I haven’t met a single person in my life that doesn’t like doughnuts. I’m not saying there aren’t people out there who don’t, I just haven’t met any of them. After a visit with my in-laws and looking through my mother-in-law’s buffet of magazines that she gets (I always browse through People and Southern Living), I came across this recipe for doughnut holes. Looking at the picture and reading the recipe clearly showed that this was pretty simple, and looked delicious. I showed the picture to my husband, and he agreed that I should make these. Of course he did.

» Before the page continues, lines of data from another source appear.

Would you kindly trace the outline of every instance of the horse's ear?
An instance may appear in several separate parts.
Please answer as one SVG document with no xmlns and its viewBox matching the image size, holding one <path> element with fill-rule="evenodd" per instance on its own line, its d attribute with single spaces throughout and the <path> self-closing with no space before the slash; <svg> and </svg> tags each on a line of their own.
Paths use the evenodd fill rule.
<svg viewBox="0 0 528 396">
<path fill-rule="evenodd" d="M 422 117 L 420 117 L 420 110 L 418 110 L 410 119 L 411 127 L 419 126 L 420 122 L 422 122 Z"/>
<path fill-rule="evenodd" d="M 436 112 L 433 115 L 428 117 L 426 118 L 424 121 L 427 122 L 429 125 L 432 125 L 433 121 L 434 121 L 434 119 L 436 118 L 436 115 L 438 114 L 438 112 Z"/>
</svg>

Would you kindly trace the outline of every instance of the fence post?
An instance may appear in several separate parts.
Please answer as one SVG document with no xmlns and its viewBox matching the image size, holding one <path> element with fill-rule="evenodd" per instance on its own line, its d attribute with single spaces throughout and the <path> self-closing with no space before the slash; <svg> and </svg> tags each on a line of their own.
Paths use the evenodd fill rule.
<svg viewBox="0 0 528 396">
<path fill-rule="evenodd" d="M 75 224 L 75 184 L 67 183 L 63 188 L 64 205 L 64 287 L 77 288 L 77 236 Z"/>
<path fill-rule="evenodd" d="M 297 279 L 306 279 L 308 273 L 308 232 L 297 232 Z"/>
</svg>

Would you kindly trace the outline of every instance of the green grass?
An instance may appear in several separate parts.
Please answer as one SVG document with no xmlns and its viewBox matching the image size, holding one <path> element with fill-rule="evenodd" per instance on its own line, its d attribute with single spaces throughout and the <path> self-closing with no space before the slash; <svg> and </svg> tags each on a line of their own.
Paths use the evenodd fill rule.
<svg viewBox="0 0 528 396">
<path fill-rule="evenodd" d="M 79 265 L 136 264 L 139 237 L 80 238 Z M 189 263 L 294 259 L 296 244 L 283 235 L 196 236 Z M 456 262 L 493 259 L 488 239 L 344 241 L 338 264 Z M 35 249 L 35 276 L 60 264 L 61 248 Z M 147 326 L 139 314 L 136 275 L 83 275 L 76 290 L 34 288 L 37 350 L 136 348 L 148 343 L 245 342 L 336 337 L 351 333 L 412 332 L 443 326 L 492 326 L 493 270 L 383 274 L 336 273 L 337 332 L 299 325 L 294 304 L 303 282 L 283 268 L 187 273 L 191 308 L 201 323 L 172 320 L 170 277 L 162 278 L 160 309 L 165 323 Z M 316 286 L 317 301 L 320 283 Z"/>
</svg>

We have a small deep fryer at the house (that doesn’t get used often), but I prefer to use this when the oil needs to be a certain temperature for frying. If the temperature isn’t right, it can throw off your recipe. If the oil isn’t hot enough, the dough will absorb the oil and get super greasy all the way through…and if it’s too hot, the outside gets cooked before the inside does, leaving you with a crispy outside and a gooey inside. And hey, if you want to go that route, go right ahead…just make sure you use some pasteurized eggs. 😉
After these little guys are done cooking, let them dry completely on paper towels (if you’re not serving them right away) before rolling in powdered sugar. These actually sat in an airtight container for a couple days at my house, with my family munching away at them. While they’re sitting in an airtight container, the moisture will turn the powdered sugar somewhat into a glaze after time. So if this happens to you, don’t panic! My brother said, “Oh, they have a little bit of slimy feeling to them.” When I explained what had happened with them, he said, “I’m not saying it’s a bad thing, because I can’t stop eating them.” Well, there you go.
Cinnamon Sugar Doughnut Holes Recipe:
1 1/2 cups all purpose flour
1/3 cup granulated sugar
2 1/4 teaspoons baking powder
1 teaspoon cinnamon
1/4 teaspoon salt
1 large egg, beaten
1/2 cup milk
3 tablespoons unsalted butter, melted
powdered sugar
Pour oil to depth of 1 1/2 inches into a 12 inch iron cast skillet, heat to 350 degrees. Whisk together flour and next 4 ingredients in a large bowl. Make a well in center of mixture, stir in egg and next 2 ingredients until well blended (batter will be dry). Drop batter by level tablespoonfuls, 6 to 8 at a time, into hot oil. Fry in batches, turning occasionally, 2 minutes on each side or until browned. Drain on paper towel-lined plate, serve warm. Sprinkle with powdered sugar.